Shortly before her 100th birthday Mrs. Fairbank recalled her early years for a visitor: dancing at the White House when Grover Cleveland was president; skimming over the snow in a two-horse sleigh; marching in behalf of the vote for women (she made it clear that she was a suffragist, that is, one who supported the right of women to vote, and not a suffragette, one who would go so far as to break the law in support of that principal); teaching in a one-room school in South Dakota; the unalleviated heat of summer and the other discomforts of the Gaslight Era.
She also recalled receiving a note of congratulations from Richard M. Nixon on her 90th birthday and that she had sent him a reply.
"I noted that Mr. Nixon and I both have the same Quaker Republican background and I hoped he would become as good a Democrate as I had" she said. "You know," she added with a smile, "I don't think I'll live to see that."
She said she preferred to speak of the present.
"I find it very hard to talk about the past when the present is so lively and interesting," she said. "But there is one thing that I cannot be reconciled to today -- the costumes, the customs, the lack of courtesy in the world."
Mrs. Fairbank made it clear that by "courtesy" she meant more than mere good manners. For her, courtesy meant treating others with respect -- in short, as individuals.
Mrs. Fairbank was born in Hampton, Iowa. She grew up in Chamberlain, S.D., a town which was established by her father, who was a lawyer. It was located next to a Sioux Indian reservation and among the people she met there was the war chief Crazy Horse, who was present at the Battle of the Little Big Horn, the engagement in which Gen. George Armstrong Custer was massacred in 1876.
When she was 18, she made an extended visit to Washington with her father, who was settling Indian land claims. It was then that she attended a ball in the White House. It was 1893 and Grover Cleveland was just starting his second term.
"It was so exciting -- the chandeliers, the music, and lights, the colors," Mrs. Fairbank said. She said that Sen. Pettigrew of South Dakota, who excorted her, "kept mumbling 'humbug."
"We met the president, and I was so amazed -- we were a Republican family -- that he was a gentleman, that Democrat who had closed the Sioux reservation."
Mrs. Fairbank taught in a one-room school in South Dakota after her retrun there from Washington. She later graduated from the University of Chicago and founded the South Dakota chapter of the American Associaiton of University Women.

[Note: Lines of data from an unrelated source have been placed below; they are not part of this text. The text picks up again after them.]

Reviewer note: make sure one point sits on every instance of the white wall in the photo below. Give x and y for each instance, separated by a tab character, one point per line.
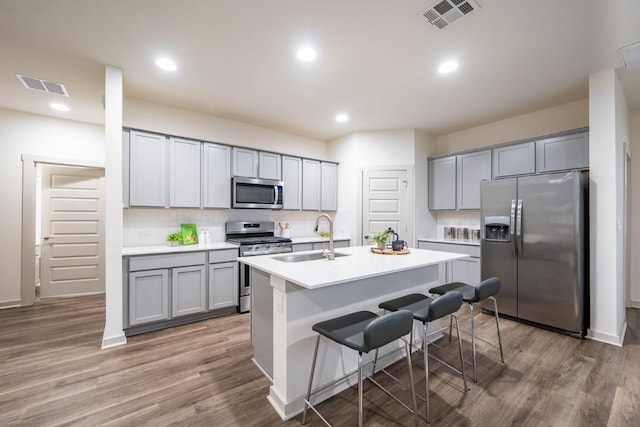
563	117
368	149
22	133
608	126
634	144
175	121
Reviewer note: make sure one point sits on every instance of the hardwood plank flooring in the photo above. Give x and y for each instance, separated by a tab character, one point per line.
53	372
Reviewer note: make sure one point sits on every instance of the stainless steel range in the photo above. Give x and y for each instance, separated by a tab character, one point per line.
254	238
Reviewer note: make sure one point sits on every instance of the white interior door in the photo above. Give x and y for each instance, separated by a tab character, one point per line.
384	202
72	244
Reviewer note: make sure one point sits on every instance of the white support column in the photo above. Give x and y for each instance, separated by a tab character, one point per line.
113	329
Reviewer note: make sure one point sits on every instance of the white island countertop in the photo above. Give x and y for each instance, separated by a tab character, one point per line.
360	263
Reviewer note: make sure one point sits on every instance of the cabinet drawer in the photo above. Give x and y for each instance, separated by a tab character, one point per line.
225	255
451	247
152	262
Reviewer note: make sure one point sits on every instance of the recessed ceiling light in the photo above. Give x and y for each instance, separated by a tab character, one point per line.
166	64
447	67
306	54
341	118
60	107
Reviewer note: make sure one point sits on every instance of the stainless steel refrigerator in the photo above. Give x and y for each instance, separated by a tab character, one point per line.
535	239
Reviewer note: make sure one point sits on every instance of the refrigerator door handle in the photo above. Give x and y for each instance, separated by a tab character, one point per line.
519	236
512	228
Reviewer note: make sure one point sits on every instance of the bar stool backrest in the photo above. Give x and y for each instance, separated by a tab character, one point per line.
387	328
443	305
487	288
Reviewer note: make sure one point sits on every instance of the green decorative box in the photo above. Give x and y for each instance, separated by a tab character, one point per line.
189	234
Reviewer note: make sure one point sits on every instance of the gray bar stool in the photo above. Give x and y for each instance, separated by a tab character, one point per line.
364	331
427	310
475	295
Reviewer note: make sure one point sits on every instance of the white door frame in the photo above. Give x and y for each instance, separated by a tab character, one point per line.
411	216
28	260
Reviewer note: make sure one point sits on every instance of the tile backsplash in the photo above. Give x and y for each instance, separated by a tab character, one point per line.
150	226
465	219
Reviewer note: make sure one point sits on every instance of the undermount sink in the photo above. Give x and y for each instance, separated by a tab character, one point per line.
305	257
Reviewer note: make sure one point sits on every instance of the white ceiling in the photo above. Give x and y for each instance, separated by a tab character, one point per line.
377	59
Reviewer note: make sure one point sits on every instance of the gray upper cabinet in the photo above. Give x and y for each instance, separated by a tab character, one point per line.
245	162
292	178
563	152
216	176
188	287
471	169
310	185
184	173
270	166
442	183
147	169
329	186
516	159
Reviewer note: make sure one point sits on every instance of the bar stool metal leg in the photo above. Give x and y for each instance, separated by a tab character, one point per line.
495	310
360	389
313	369
473	343
425	354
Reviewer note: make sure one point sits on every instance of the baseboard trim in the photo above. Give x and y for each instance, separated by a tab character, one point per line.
633	304
616	340
108	342
9	304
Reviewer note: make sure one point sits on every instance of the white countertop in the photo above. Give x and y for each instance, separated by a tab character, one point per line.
317	239
452	242
166	249
361	263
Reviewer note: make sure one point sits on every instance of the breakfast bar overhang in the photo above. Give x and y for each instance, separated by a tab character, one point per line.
288	298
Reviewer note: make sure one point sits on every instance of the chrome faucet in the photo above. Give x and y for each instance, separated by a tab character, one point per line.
330	254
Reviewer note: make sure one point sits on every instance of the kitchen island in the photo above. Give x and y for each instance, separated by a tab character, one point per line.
288	298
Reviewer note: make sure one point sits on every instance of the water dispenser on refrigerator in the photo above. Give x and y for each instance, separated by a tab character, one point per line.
496	228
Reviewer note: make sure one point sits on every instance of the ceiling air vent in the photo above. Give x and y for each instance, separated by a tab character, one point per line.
42	85
444	12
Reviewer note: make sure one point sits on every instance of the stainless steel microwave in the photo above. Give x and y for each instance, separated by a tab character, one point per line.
254	193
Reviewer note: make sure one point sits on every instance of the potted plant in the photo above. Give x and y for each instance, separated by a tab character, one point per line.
380	237
174	238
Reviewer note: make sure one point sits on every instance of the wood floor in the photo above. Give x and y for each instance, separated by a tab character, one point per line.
53	372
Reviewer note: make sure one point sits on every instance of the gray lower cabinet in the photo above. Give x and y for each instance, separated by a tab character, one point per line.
148	296
223	285
515	159
466	270
167	289
188	287
563	153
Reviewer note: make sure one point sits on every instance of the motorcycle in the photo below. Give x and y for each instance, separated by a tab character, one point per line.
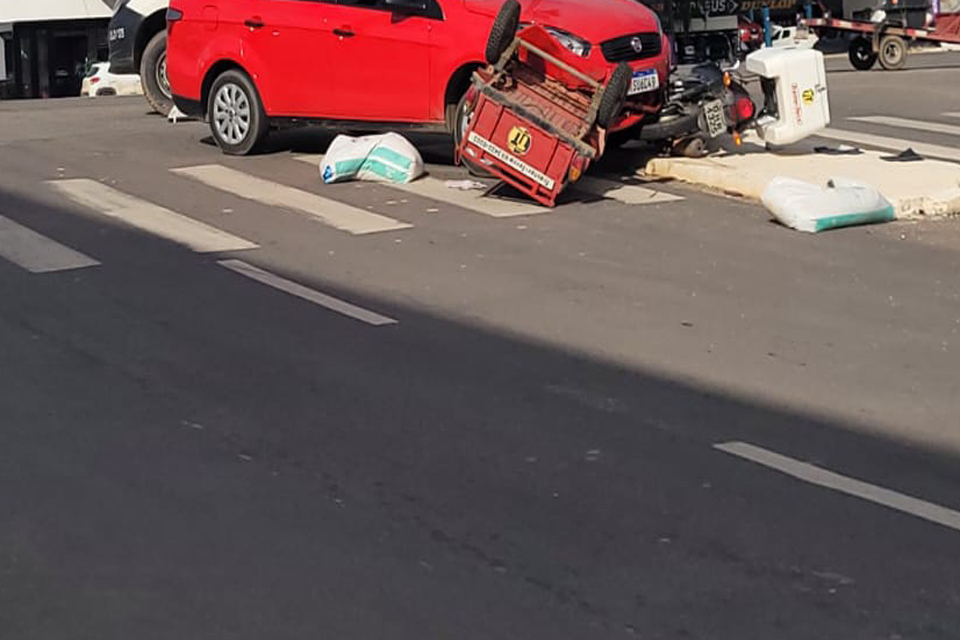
703	103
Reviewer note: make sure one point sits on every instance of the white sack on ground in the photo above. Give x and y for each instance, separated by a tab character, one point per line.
382	158
842	203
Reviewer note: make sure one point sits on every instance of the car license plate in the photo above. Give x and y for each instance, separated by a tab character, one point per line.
644	81
713	114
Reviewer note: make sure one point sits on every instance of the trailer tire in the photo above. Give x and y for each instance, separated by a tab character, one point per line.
893	53
504	30
614	95
861	54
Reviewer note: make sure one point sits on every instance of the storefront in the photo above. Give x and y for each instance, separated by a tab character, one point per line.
48	44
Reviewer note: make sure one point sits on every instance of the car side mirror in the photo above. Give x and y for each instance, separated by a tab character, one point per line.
415	6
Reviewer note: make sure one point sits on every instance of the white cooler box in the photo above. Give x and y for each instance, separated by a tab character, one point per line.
801	93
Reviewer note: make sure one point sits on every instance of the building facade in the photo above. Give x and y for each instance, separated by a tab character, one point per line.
49	44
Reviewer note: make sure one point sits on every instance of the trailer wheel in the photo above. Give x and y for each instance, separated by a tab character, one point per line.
504	30
614	95
861	54
893	53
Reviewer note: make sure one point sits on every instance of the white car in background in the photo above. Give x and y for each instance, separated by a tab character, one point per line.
101	82
791	38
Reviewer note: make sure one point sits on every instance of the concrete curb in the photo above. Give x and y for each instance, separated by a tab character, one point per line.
928	189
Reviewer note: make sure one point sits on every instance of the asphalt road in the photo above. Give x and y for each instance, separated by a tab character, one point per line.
557	425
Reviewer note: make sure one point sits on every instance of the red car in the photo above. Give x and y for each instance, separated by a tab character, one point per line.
245	65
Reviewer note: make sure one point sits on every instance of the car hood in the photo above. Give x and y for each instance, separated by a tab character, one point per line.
595	20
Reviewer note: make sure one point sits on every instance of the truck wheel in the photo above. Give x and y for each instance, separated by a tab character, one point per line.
893	53
237	119
861	54
504	30
153	75
614	95
460	123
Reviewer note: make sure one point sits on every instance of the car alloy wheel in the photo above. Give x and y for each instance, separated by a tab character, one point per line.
231	114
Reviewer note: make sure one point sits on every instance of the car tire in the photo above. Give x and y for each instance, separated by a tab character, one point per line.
861	54
461	120
153	75
893	53
614	95
235	112
504	30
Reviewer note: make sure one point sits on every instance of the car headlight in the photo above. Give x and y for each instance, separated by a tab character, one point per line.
574	43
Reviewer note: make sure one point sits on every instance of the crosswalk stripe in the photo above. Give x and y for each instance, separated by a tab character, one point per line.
305	293
625	193
335	214
435	189
37	253
895	144
905	123
150	217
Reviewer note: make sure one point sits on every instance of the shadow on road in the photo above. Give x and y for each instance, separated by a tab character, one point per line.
186	453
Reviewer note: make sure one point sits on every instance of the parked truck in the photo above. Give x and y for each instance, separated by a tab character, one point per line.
138	44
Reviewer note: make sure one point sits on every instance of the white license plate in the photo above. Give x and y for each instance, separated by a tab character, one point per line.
716	121
644	81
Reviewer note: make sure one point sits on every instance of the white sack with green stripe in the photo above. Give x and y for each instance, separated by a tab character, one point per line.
382	158
842	203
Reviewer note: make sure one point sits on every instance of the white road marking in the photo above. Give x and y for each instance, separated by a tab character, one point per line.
37	253
435	189
150	217
288	286
474	200
850	486
906	123
894	144
625	193
335	214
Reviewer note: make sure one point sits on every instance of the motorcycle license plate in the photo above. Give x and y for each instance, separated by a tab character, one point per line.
644	81
713	114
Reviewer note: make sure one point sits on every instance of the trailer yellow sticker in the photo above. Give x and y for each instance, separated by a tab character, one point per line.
519	141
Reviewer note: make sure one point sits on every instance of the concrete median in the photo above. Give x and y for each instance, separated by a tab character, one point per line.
928	188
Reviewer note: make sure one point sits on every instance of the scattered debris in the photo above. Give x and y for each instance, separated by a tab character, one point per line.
839	150
808	207
465	185
381	158
907	155
176	116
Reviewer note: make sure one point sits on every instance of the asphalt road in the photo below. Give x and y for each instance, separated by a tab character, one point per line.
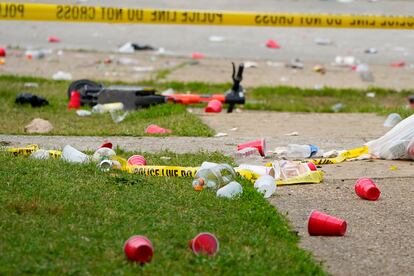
240	42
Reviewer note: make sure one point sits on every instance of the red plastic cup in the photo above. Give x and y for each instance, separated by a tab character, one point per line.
154	129
365	188
260	145
74	101
320	224
53	39
272	44
106	145
137	160
204	243
214	106
312	166
139	249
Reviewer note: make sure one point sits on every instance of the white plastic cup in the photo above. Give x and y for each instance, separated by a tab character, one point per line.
231	190
265	185
392	120
72	155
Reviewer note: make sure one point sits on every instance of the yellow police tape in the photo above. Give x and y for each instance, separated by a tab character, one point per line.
80	13
27	151
353	153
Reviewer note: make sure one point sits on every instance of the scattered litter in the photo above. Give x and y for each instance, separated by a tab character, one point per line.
371	51
215	38
323	41
154	129
60	75
231	190
204	243
83	113
265	185
214	106
250	64
392	120
295	64
319	69
139	249
272	44
260	145
143	69
53	39
320	224
33	100
337	107
31	85
197	55
365	188
398	64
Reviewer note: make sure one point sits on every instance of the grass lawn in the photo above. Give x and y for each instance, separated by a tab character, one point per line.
59	218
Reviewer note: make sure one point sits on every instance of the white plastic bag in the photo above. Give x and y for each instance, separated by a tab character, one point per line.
397	143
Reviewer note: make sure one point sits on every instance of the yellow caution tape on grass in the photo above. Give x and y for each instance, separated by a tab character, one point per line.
80	13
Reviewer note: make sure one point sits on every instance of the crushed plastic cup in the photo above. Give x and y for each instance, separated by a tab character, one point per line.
204	243
265	185
270	43
74	101
73	155
139	249
214	106
260	145
136	160
154	129
392	120
365	188
231	190
320	224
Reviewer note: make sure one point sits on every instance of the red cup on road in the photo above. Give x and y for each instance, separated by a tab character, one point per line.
260	145
74	101
365	188
154	129
214	106
320	224
137	160
204	243
139	249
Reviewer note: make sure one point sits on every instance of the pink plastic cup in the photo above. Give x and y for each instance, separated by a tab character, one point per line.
365	188
137	160
214	106
260	145
154	129
139	249
320	224
204	243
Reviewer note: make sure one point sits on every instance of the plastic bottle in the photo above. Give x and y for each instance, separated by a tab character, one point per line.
301	151
102	108
214	177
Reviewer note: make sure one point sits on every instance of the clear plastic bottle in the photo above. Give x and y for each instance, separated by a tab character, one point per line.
301	151
214	177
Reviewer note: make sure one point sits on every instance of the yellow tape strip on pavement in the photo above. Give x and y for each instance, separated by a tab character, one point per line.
80	13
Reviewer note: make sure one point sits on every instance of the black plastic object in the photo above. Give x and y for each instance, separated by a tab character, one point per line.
236	94
33	100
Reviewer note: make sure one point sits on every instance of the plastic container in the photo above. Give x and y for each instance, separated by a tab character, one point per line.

Her husband, Aruthur Boyce Fairbank, died in 1936. Mrs. Fairbank moved to Washington from Sioux Falls, S.D., in 1944 to live with her son, John King Fairbank, a noted expert on China and the chairman of the Council on East Asian Studies at Harvard University, who was here doing war work. She remained active there until her death.
In addition to her son, of Cambridge, Mass,. Mrs. Fairbanks' survivors include two grandchildren.
The family suggests the expressions of sympathy be in the form of contributions to the American Associaiton of University Women Education Foundation for the Lorena King Fairbank Fellowship Endowment, Washington.